A worsening skill shortage could blight hopes that Britain can overcome years of dire productivity performance, potentially denting its economic expansion in future, a survey suggested yesterday.
Weak productivity has been a big problem for advanced nations since the financial crisis and Britain has struggled more than most, potentially limiting how much workers can expect to earn in the future.
Skill shortages in Britain worsened for a fourth consecutive year, and now rank among the most severe in Europe, according to the annual Global Skills Index from recruitment group Hays and consultancy Oxford Economics.
This pushed up wage pressures as employers were forced into a “war for talent” in certain industries like engineering and technology.
While the unemployment rate has fallen to levels last seen before the financial crisis and wage growth has started to recover after years of stagnation, Hays warned the skills gap will create problems unless the government takes action soon.
“UK growth prospects are better than they have been in a long time but employers are facing ever-greater challenges around finding the talent they need,” Hays chief executive Alistair Cox said.
“This can only mean that the productivity challenges we face as a nation will become even more severe,” Cox added that better training, attracting highly skilled workers from overseas and better investment in technology are all part of the solution.
Underlining the challenge facing the government, half of Britain’s companies have had trouble investing in staff and new technology that are needed to improve the country’s weak productivity performance, the Chartered Institute for Personnel Development said on Friday.
Britain’s Conservative government in July unveiled a plan to boost productivity in July, and wants to train up 3 million apprentices by 2020 to fill the skills gap in areas like engineering.
However, many business figures, including Cox, are critical of the government’s immigration policy, which they say deters highly skilled workers from outside the EU, exacerbating the shortage of skills.
A survey from the Recruitment and Employment Confederation earlier this month showed that job placements had been held up by a lack of skilled candidates.

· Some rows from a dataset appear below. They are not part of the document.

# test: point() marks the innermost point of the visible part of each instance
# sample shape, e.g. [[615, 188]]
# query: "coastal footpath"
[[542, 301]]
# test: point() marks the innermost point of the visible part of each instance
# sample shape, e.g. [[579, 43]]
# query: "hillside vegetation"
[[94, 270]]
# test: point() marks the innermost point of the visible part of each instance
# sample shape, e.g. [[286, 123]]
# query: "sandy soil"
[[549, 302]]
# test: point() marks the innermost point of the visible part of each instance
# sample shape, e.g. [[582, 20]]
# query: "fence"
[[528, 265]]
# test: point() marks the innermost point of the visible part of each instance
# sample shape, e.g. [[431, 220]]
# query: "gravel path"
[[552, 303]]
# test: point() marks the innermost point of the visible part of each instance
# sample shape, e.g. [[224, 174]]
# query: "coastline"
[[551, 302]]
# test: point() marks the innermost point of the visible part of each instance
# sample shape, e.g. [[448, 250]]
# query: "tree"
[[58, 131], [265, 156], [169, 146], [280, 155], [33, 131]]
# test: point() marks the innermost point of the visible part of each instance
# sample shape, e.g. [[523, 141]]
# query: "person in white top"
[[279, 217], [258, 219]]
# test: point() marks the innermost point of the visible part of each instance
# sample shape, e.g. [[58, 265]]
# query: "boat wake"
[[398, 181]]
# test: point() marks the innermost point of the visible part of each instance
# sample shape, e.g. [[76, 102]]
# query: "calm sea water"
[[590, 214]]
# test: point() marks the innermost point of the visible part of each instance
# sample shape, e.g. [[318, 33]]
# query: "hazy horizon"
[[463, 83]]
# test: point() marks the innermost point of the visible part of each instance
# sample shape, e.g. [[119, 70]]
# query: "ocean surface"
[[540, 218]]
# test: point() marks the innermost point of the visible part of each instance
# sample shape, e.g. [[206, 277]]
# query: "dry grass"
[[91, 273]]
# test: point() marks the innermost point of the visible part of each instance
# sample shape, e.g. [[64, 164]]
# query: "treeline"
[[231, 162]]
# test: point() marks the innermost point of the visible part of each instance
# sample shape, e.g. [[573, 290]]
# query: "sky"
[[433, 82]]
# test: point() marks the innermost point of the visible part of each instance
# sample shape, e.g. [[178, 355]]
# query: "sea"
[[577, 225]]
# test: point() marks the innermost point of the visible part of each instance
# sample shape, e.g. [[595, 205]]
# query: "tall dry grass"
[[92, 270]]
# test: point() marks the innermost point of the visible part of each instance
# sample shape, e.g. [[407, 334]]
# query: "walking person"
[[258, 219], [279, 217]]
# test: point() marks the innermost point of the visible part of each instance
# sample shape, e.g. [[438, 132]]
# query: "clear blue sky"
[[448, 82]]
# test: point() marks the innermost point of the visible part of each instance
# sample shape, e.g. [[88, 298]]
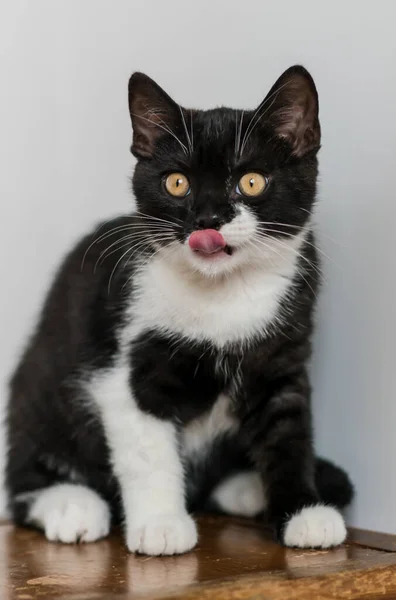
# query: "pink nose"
[[207, 241]]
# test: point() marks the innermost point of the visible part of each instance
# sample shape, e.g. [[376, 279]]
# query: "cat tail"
[[333, 484]]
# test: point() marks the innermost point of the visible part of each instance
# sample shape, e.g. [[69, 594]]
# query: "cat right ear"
[[153, 114]]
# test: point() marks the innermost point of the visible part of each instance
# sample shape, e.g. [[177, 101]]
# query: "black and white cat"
[[168, 371]]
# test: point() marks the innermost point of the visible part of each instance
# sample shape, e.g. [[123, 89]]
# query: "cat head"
[[223, 189]]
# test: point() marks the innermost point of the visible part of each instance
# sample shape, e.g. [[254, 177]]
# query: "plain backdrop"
[[65, 163]]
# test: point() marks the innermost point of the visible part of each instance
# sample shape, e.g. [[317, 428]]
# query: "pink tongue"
[[207, 241]]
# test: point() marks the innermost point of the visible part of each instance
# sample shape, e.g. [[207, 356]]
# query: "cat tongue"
[[207, 241]]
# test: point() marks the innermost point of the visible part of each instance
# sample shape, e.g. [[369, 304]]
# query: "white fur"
[[174, 294], [146, 461], [198, 435], [70, 513], [315, 527], [175, 297], [241, 494]]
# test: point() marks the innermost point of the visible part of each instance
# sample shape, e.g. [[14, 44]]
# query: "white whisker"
[[165, 128]]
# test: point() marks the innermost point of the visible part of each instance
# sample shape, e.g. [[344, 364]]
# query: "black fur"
[[77, 331]]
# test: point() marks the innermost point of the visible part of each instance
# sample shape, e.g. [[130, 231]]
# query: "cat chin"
[[216, 265]]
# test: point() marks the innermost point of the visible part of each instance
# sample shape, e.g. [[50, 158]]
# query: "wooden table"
[[235, 559]]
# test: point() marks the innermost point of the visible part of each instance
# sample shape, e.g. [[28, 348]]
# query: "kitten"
[[168, 371]]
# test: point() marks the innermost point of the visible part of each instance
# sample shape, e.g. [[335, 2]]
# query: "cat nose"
[[207, 222]]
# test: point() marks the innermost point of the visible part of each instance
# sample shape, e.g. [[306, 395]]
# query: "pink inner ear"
[[207, 241]]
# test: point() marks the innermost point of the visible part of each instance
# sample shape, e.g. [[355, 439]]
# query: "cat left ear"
[[153, 114], [293, 109]]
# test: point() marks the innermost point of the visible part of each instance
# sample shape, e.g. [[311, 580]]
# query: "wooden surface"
[[235, 559]]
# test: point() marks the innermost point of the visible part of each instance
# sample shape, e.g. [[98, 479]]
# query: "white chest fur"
[[231, 310]]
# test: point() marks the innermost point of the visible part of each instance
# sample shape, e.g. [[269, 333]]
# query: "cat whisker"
[[144, 263], [144, 215], [296, 252], [251, 124], [291, 235], [143, 236], [164, 128], [238, 132], [185, 129], [131, 227]]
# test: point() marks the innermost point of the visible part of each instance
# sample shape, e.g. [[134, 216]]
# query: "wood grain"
[[235, 559]]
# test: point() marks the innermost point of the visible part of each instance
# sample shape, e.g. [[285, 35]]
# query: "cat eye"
[[251, 184], [177, 184]]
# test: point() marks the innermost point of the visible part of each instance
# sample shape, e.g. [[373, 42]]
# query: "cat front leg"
[[145, 459], [278, 433]]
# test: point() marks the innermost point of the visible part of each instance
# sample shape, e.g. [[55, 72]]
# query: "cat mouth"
[[209, 244]]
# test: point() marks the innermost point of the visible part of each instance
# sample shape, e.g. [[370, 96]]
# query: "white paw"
[[163, 534], [241, 494], [70, 513], [315, 527]]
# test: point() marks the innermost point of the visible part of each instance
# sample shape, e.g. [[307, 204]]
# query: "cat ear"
[[293, 109], [152, 112]]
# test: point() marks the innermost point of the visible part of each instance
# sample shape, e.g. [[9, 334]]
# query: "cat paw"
[[163, 534], [70, 513], [315, 527]]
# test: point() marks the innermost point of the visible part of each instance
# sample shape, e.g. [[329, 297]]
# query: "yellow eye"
[[252, 184], [177, 184]]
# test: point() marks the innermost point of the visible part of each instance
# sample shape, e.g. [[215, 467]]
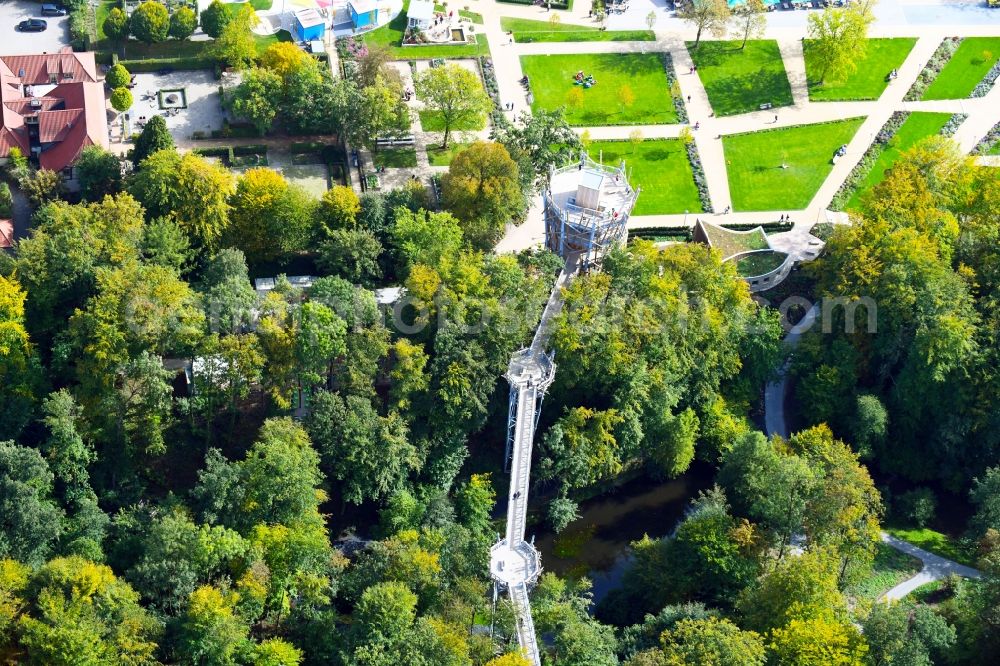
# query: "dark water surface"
[[596, 544]]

Official figures on productivity for the second quarter are due on Thursday, after it returned to modest growth in the first three months of the year. Output per hour is still around 1 percent lower than its level in early 2008.
The Bank of England is keeping a close eye on wage growth as it mulls the first rate hike in over seven years. The ongoing productivity puzzle could cast doubt over the central bank’s ability to gauge the speed with which pay will rise.